Barack Obama répond à Yaoni Sanchez




"Votre blog offre au monde une fenêtre unique sur les réalités de la vie quotidienne à Cuba. Cela prouve qu’Internet vous a offert, à vous ainsi qu’à d'autres bloggeurs Cubains courageux les moyens de vous exprimer librement, et j’applaudis vos efforts collectifs pour donner la capacité à vos concitoyens cubains de s’exprimer à travers l’utilisation de la technologie.
Le gouvernement et le peuple des Etats-Unis se joignent à vous tous dans l’espoir du jour où tous les Cubains pourront s’exprimer librement en public sans peur et sans représailles."



Barack Obama répond à Yaoni Sanchez

Le Président américain Barack Obama répond aux questions de Yoani Sanchez,la célèbre blogueuse cubaine du blog Generacion Y.
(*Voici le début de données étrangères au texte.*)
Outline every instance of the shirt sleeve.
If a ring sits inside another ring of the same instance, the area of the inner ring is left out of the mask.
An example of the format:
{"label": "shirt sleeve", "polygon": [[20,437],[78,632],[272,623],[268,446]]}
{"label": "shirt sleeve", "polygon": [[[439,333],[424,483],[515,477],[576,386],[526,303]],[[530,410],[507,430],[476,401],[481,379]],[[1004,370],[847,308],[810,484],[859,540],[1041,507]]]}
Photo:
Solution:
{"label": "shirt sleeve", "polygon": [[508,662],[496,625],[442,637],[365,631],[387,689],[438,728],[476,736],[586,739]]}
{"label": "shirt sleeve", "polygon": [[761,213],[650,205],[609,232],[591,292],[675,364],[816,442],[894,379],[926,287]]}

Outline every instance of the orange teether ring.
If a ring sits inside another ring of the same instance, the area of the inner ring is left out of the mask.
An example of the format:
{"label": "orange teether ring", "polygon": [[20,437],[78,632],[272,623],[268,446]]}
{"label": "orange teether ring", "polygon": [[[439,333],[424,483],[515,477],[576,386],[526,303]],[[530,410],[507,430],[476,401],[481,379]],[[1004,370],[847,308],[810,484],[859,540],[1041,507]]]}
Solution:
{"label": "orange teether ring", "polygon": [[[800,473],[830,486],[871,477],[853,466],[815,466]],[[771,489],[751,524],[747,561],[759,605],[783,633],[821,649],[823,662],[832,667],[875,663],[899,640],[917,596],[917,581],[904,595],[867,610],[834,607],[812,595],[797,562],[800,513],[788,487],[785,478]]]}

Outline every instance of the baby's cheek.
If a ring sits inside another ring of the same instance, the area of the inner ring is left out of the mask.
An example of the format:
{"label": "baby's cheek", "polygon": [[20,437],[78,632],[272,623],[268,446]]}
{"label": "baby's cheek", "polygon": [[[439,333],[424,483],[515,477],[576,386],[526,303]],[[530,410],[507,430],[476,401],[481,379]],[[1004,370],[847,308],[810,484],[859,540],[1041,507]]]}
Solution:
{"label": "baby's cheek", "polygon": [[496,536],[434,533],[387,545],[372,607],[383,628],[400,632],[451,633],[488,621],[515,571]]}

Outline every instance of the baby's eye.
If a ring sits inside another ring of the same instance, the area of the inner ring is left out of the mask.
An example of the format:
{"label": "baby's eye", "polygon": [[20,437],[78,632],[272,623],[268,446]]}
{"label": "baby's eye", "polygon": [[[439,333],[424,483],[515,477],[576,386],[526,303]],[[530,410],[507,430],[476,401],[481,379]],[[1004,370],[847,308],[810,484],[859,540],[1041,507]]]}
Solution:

Yoani Sánchez  s’est adressée cette semaine via son blog à Barack Obama, et à Raul Castro en précisant en introduction :

La diplomatie populaire n’a pas besoin de mémorandums ou de déclarations d’intention, elle se fait directement entre les peuples, sans passer par les chancelleries et les palais gouvernementaux. Elle s’accompagne d’une embrassade, d’une poignée de mains ou d’une longue conversation dans la salle de séjour d’une maison. Sans aspirer aux flashs des photographes ou aux grands titres de la presse, les gens ordinaires ont sorti le monde de plusieurs impasses, ils ont peut-être évité un grand nombre de guerres et il se peut même qu’ils soient responsables de certaines alliances et de quelques rares périodes de paix.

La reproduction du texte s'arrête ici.